Dirty, rotten, filthy, stinking blues
There’s no other way to introduce the newest album from Reed Turchi & His Kudzu Choir (née Orkestra) than to call it straightforward, full of slide-guitar, gospel chorus, and on-the-spot-blues. The new release, Just A Little More Faith, was released on April Fool’s Day, 2018, on Devil Down Records.
If the album sounds stripped down to you, it’s because that’s what Turchi intended it to sound like. Straight to tape, with everyone playing in the same room at once with no headphones, computers or song-editing of any kind. This gives the album a halo of authenticity from its straightforward emotion and raw improvisation.
From that improvisation, you get elements like the galloping notes on “Honey Honey” that build to a cascade of sound where the next chord almost tramples the last like a horse stampede. But that’s just part of the charm of Just A Little More Faith. Lyrics like, “You spend your weekends, staring at your telephone / If you got so many friends, then why are you sitting here alone?” on “Honey Honey” conjure images of quiet Saturday nights scrolling through “social” media apps of hundreds of “friends” and “followers,” in stark contrast to the reality of you just sitting by yourself. Consider this a modern take in the tradition of the ancestral tome of the blues.
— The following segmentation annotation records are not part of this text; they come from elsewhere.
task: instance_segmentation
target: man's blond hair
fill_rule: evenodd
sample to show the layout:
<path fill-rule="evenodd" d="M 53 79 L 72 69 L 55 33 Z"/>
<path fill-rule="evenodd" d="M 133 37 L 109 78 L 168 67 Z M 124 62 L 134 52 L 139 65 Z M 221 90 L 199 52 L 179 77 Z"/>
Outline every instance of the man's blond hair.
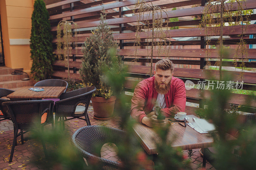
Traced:
<path fill-rule="evenodd" d="M 174 65 L 172 62 L 168 59 L 163 59 L 156 63 L 155 69 L 159 69 L 163 70 L 170 70 L 172 72 L 174 70 Z"/>

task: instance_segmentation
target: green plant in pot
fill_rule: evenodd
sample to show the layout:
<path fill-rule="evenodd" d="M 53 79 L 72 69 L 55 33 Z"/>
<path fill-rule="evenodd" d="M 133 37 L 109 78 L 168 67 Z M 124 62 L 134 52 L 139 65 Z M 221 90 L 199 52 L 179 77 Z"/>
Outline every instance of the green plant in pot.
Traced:
<path fill-rule="evenodd" d="M 111 59 L 110 50 L 116 51 L 118 45 L 106 22 L 106 15 L 101 14 L 100 19 L 100 25 L 92 31 L 92 34 L 83 46 L 84 60 L 80 73 L 84 84 L 97 89 L 91 99 L 94 118 L 106 120 L 113 115 L 116 98 L 110 87 L 104 83 L 103 68 L 111 68 L 115 62 L 120 68 L 123 64 L 119 55 L 116 56 L 115 60 Z"/>

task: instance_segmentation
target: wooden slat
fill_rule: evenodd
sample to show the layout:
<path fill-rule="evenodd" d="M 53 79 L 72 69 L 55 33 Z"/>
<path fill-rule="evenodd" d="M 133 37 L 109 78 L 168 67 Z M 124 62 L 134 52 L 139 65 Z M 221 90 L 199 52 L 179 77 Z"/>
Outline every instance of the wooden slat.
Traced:
<path fill-rule="evenodd" d="M 199 2 L 200 2 L 200 3 Z M 188 1 L 181 1 L 174 3 L 172 3 L 170 4 L 165 4 L 166 2 L 163 1 L 159 2 L 160 4 L 160 4 L 157 5 L 157 6 L 166 8 L 167 9 L 170 8 L 174 8 L 175 7 L 178 7 L 182 6 L 185 6 L 187 5 L 194 5 L 195 4 L 201 4 L 201 2 L 200 0 L 189 0 Z M 151 11 L 151 9 L 148 9 L 148 10 L 145 10 L 145 11 Z M 68 10 L 67 10 L 68 11 Z M 134 13 L 136 13 L 138 12 L 137 10 L 131 10 L 124 11 L 123 12 L 123 15 L 128 14 L 133 14 Z M 107 17 L 109 17 L 110 18 L 114 16 L 118 16 L 119 15 L 119 12 L 111 12 L 107 13 Z M 78 18 L 74 20 L 74 21 L 76 22 L 81 21 L 82 20 L 86 20 L 87 19 L 95 19 L 99 18 L 99 15 L 92 15 L 90 17 L 83 17 L 83 18 Z M 193 20 L 193 21 L 194 20 Z"/>
<path fill-rule="evenodd" d="M 244 30 L 244 34 L 256 34 L 256 26 L 254 24 L 247 25 L 247 29 Z M 223 35 L 238 35 L 242 33 L 241 29 L 242 26 L 224 26 L 223 29 Z M 219 35 L 219 30 L 215 27 L 207 28 L 208 36 Z M 187 28 L 185 29 L 171 30 L 164 32 L 165 37 L 200 37 L 206 35 L 205 28 Z M 155 35 L 158 35 L 160 37 L 162 37 L 161 33 L 156 32 Z M 152 36 L 152 32 L 141 32 L 139 33 L 130 33 L 113 34 L 113 36 L 115 40 L 132 40 L 135 39 L 136 34 L 139 33 L 140 38 L 141 39 L 148 38 Z"/>
<path fill-rule="evenodd" d="M 77 1 L 80 1 L 81 0 L 66 0 L 65 1 L 63 1 L 60 2 L 56 2 L 56 3 L 53 3 L 49 5 L 45 5 L 46 9 L 49 9 L 52 8 L 54 8 L 57 6 L 65 5 L 66 4 L 68 4 L 71 3 L 76 2 Z"/>
<path fill-rule="evenodd" d="M 118 15 L 119 13 L 118 12 L 114 12 L 112 13 L 108 13 L 107 14 L 107 18 L 112 18 L 112 17 L 114 16 L 116 16 Z M 243 19 L 244 21 L 247 20 L 256 20 L 256 14 L 251 14 L 249 16 L 248 15 L 243 15 L 242 16 Z M 239 16 L 239 17 L 240 17 Z M 232 17 L 232 19 L 233 21 L 236 21 L 237 20 L 239 20 L 240 19 L 237 18 L 237 16 L 234 16 Z M 98 19 L 99 18 L 99 14 L 97 14 L 96 15 L 95 15 L 94 16 L 91 16 L 91 17 L 84 17 L 81 18 L 76 18 L 74 20 L 74 21 L 75 22 L 80 21 L 84 20 L 84 22 L 86 22 L 85 20 L 87 19 Z M 219 18 L 218 18 L 218 19 L 219 19 Z M 218 20 L 217 20 L 217 19 L 213 19 L 212 20 L 212 23 L 215 23 L 214 21 L 217 21 Z M 201 22 L 201 19 L 196 19 L 195 20 L 189 20 L 188 21 L 176 21 L 176 22 L 169 22 L 168 23 L 168 27 L 172 27 L 172 26 L 190 26 L 190 25 L 198 25 L 200 24 L 200 23 Z M 227 19 L 226 19 L 226 20 L 224 19 L 224 22 L 229 22 L 229 20 L 228 20 Z M 152 28 L 152 20 L 150 20 L 149 21 L 149 23 L 150 24 L 147 24 L 147 27 L 148 27 L 148 28 Z M 57 25 L 58 23 L 55 23 L 55 25 Z M 163 24 L 163 27 L 166 27 L 167 26 L 167 23 L 164 23 Z M 132 30 L 134 32 L 135 32 L 136 31 L 136 26 L 125 26 L 123 28 L 124 30 Z M 115 28 L 112 28 L 111 29 L 111 30 L 113 31 L 116 31 L 115 30 Z M 81 33 L 82 33 L 83 32 L 81 32 Z M 90 33 L 90 32 L 89 33 Z"/>
<path fill-rule="evenodd" d="M 246 29 L 244 30 L 243 33 L 244 34 L 256 34 L 256 26 L 255 24 L 247 25 Z M 242 33 L 241 29 L 242 26 L 225 26 L 223 29 L 223 35 L 237 35 Z M 245 27 L 244 27 L 244 28 Z M 207 28 L 208 36 L 219 36 L 219 30 L 215 28 L 210 27 Z M 215 31 L 213 31 L 214 30 Z M 156 34 L 159 36 L 163 36 L 161 35 L 161 33 L 155 32 Z M 171 30 L 164 32 L 164 37 L 202 37 L 206 35 L 205 28 L 187 28 L 185 29 Z M 136 38 L 136 33 L 114 33 L 113 37 L 114 39 L 116 40 L 133 40 Z M 139 33 L 140 39 L 148 38 L 152 36 L 152 32 L 140 32 Z M 72 41 L 84 42 L 87 37 L 90 36 L 92 34 L 88 33 L 83 36 L 78 37 L 76 38 L 73 38 L 70 40 Z M 156 38 L 157 38 L 156 37 Z M 53 42 L 57 42 L 57 39 L 54 39 Z"/>
<path fill-rule="evenodd" d="M 210 98 L 211 96 L 211 92 L 209 90 L 201 90 L 196 89 L 192 89 L 186 90 L 186 96 L 189 97 L 193 97 L 200 99 L 204 99 L 203 94 L 204 97 Z M 247 103 L 247 99 L 252 98 L 252 96 L 241 94 L 231 93 L 230 98 L 228 103 L 233 103 L 236 105 L 250 106 L 256 107 L 256 101 L 252 101 L 250 103 Z"/>
<path fill-rule="evenodd" d="M 78 61 L 69 62 L 69 67 L 71 67 L 80 68 L 82 62 Z M 68 63 L 67 62 L 62 60 L 56 60 L 53 65 L 56 66 L 67 66 Z"/>
<path fill-rule="evenodd" d="M 151 1 L 154 1 L 157 0 L 151 0 Z M 126 6 L 134 5 L 136 4 L 137 2 L 138 1 L 137 0 L 127 0 L 124 1 L 120 1 L 112 4 L 97 6 L 82 10 L 77 10 L 75 11 L 52 15 L 50 16 L 50 19 L 54 19 L 67 17 L 85 14 L 92 12 L 100 11 L 103 9 L 106 10 L 116 8 L 123 7 Z"/>
<path fill-rule="evenodd" d="M 247 44 L 256 44 L 256 39 L 243 39 Z M 237 43 L 240 41 L 239 39 L 225 39 L 223 42 L 223 44 L 225 45 L 237 45 Z M 212 40 L 209 43 L 209 45 L 216 45 L 218 44 L 218 40 Z M 158 43 L 162 43 L 162 41 L 157 41 L 156 44 L 157 44 Z M 134 42 L 123 42 L 123 45 L 124 46 L 132 47 L 134 46 Z M 151 42 L 141 42 L 140 46 L 151 46 L 152 43 Z M 166 41 L 165 43 L 162 45 L 200 45 L 200 40 L 192 40 L 191 41 Z"/>
<path fill-rule="evenodd" d="M 153 59 L 153 63 L 155 63 L 161 59 Z M 200 65 L 200 60 L 171 60 L 174 64 L 189 64 L 192 65 Z M 124 59 L 123 61 L 124 62 L 134 62 L 136 61 L 138 63 L 150 63 L 150 60 L 149 58 L 125 58 Z"/>
<path fill-rule="evenodd" d="M 247 49 L 248 59 L 256 59 L 256 49 Z M 226 49 L 229 55 L 225 56 L 223 58 L 232 58 L 235 54 L 234 49 Z M 208 56 L 207 56 L 206 51 L 209 53 Z M 137 54 L 138 56 L 150 56 L 151 55 L 150 50 L 148 49 L 121 49 L 119 50 L 119 54 L 121 55 L 135 56 Z M 153 56 L 163 57 L 180 57 L 191 58 L 216 58 L 219 57 L 219 50 L 218 49 L 166 49 L 164 51 L 162 50 L 159 52 L 154 50 Z M 245 58 L 245 57 L 244 56 Z M 239 57 L 239 58 L 240 58 Z"/>
<path fill-rule="evenodd" d="M 152 68 L 152 74 L 155 68 Z M 129 66 L 128 70 L 129 72 L 143 74 L 148 74 L 149 67 L 144 66 Z M 236 78 L 239 77 L 240 74 L 239 71 L 222 71 L 223 74 L 229 74 L 233 75 L 234 80 L 236 81 Z M 212 79 L 212 78 L 215 80 L 219 79 L 219 71 L 214 70 L 204 69 L 185 69 L 175 68 L 174 71 L 173 76 L 175 77 L 199 78 L 201 79 Z M 237 80 L 239 82 L 242 80 L 244 83 L 256 84 L 256 73 L 246 72 L 244 73 L 242 80 Z"/>
<path fill-rule="evenodd" d="M 243 3 L 243 7 L 244 8 L 244 9 L 245 9 L 245 8 L 247 9 L 251 9 L 255 8 L 255 5 L 254 0 L 247 0 L 244 2 L 246 2 L 246 5 L 244 5 L 244 3 Z M 229 5 L 230 6 L 230 4 L 229 3 L 228 4 L 227 4 L 227 5 L 228 6 Z M 99 7 L 97 7 L 99 6 L 97 6 L 96 7 L 94 7 L 95 8 L 99 8 Z M 92 7 L 91 8 L 93 7 Z M 163 18 L 176 18 L 183 17 L 185 16 L 191 16 L 192 15 L 200 15 L 202 13 L 202 11 L 204 11 L 204 7 L 199 7 L 195 8 L 186 8 L 180 10 L 177 10 L 175 11 L 166 11 L 166 13 L 164 12 L 164 13 L 162 14 L 162 16 Z M 238 9 L 237 3 L 235 3 L 232 4 L 232 6 L 229 6 L 228 8 L 230 9 L 231 11 L 236 11 Z M 86 9 L 88 9 L 89 8 L 89 8 Z M 96 11 L 93 10 L 89 11 L 86 10 L 86 9 L 85 9 L 84 10 L 86 11 L 87 11 L 87 12 L 88 12 Z M 100 10 L 101 10 L 101 9 L 100 9 L 99 11 L 100 11 Z M 74 11 L 74 12 L 75 12 L 75 11 Z M 71 12 L 68 13 L 69 13 L 70 12 Z M 64 14 L 67 14 L 68 13 L 64 13 Z M 61 15 L 62 14 L 61 14 Z M 58 15 L 59 15 L 60 14 Z M 64 15 L 65 16 L 69 16 L 68 15 L 67 15 L 67 14 L 65 15 Z M 57 15 L 50 16 L 50 19 L 55 18 L 54 18 L 55 17 L 54 16 L 56 15 Z M 155 17 L 156 19 L 158 19 L 158 17 L 159 17 L 159 16 L 161 15 L 160 13 L 156 14 L 156 16 Z M 71 16 L 71 15 L 70 15 L 69 16 Z M 58 17 L 60 17 L 59 16 Z M 62 17 L 64 17 L 62 16 Z M 57 18 L 58 18 L 58 17 Z M 143 18 L 143 19 L 141 21 L 142 21 L 143 20 L 151 20 L 152 19 L 152 14 L 151 14 L 149 15 L 148 14 L 144 14 L 144 17 L 142 18 Z M 137 21 L 137 17 L 136 16 L 133 16 L 128 17 L 109 19 L 106 20 L 106 22 L 108 23 L 108 24 L 111 25 L 117 24 L 118 24 L 135 22 Z M 86 23 L 85 23 L 84 21 L 80 21 L 80 22 L 77 22 L 77 26 L 78 28 L 86 28 L 88 27 L 96 26 L 100 24 L 100 21 L 99 20 L 90 22 L 87 22 Z M 74 27 L 72 27 L 72 28 L 74 28 Z M 57 27 L 52 27 L 52 31 L 56 31 L 56 30 L 57 30 Z"/>
<path fill-rule="evenodd" d="M 53 74 L 52 74 L 52 76 L 57 78 L 68 78 L 68 73 L 59 71 L 54 71 Z M 70 73 L 69 78 L 75 80 L 82 80 L 81 78 L 80 77 L 80 75 L 78 74 Z"/>
<path fill-rule="evenodd" d="M 225 56 L 223 58 L 232 59 L 235 54 L 234 49 L 226 49 L 228 52 L 229 55 Z M 159 52 L 154 50 L 153 52 L 154 56 L 168 57 L 185 57 L 188 58 L 219 58 L 219 51 L 218 49 L 166 49 L 164 51 L 162 50 Z M 207 56 L 205 51 L 209 53 Z M 133 56 L 137 54 L 138 56 L 151 56 L 151 51 L 148 49 L 137 49 L 137 52 L 135 49 L 121 49 L 118 50 L 118 54 L 120 55 Z M 247 59 L 256 59 L 256 49 L 247 49 Z M 55 54 L 63 54 L 62 51 L 58 53 L 55 51 Z M 78 54 L 83 55 L 83 54 L 81 50 L 73 49 L 70 50 L 70 54 Z M 244 56 L 244 59 L 245 56 Z M 242 58 L 241 57 L 238 57 L 238 58 Z"/>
Tracks like the downtuned title song “Just A Little More Faith” and “Lord I’m So Glad I Don’t Crave Everything I See” make it sound like Turchi and his band are playing under a full moon deep inside a cemetery instead of in a recording studio. It’s creepy, it’s dark, but the ruckus is enchanting, enticing you to keep listening from afar.
“Patricia,” a slow, cowboy ballad with a slide imitating the cries of a steel guitar, was written by Turchi for his recently departed grandmother. With thought-out and heart-wrenching soul-filled lyrics like, “When you’re out there on the highway / Won’t you carry on my name?” This deeply personal track doesn’t quiver. It stands tall and strong, even in the presence of intense sadness that is undoubtedly fresh in mind.
One particular album standout is the 93-second instrumental “Wallerin,” in which pianist Heather Moulder makes you think you’ve just stepped into a 19th-century saloon where she’s playing only the best ragtime piano tricks. Moulder breaks out her chops after Turchi calls out “Come on Heather, let her rip!” on “My Time Ain’t Now.”
The band ramps up the traditional Christian hymn “Will the Circle Be Unbroken” with a clap-and-stop beat rhythm and some of the strongest and unanimous harmonies in the chorus. “My Time Ain’t Now,” the album’s final track, sounds very doom and gloomy. Moulder’s piano sounds remarkably similar to the “funeral march” before the track transitions into a honky-tonk country song with a I-IV-V blues rhythm pattern.
Just A Little More Faith is a mix of country, blues and gospel influences. Diving deeper, the music grooves, swings and boogies, all while trying to live up to its ancestral influences. While Turchi has spent most of his career aspiring to his Mississippi blues heroes, this new album represents a chance to strive out and put the slide to string on his own stories. And he does so in a dark, dirty, but overwhelmingly authentic and groovy way.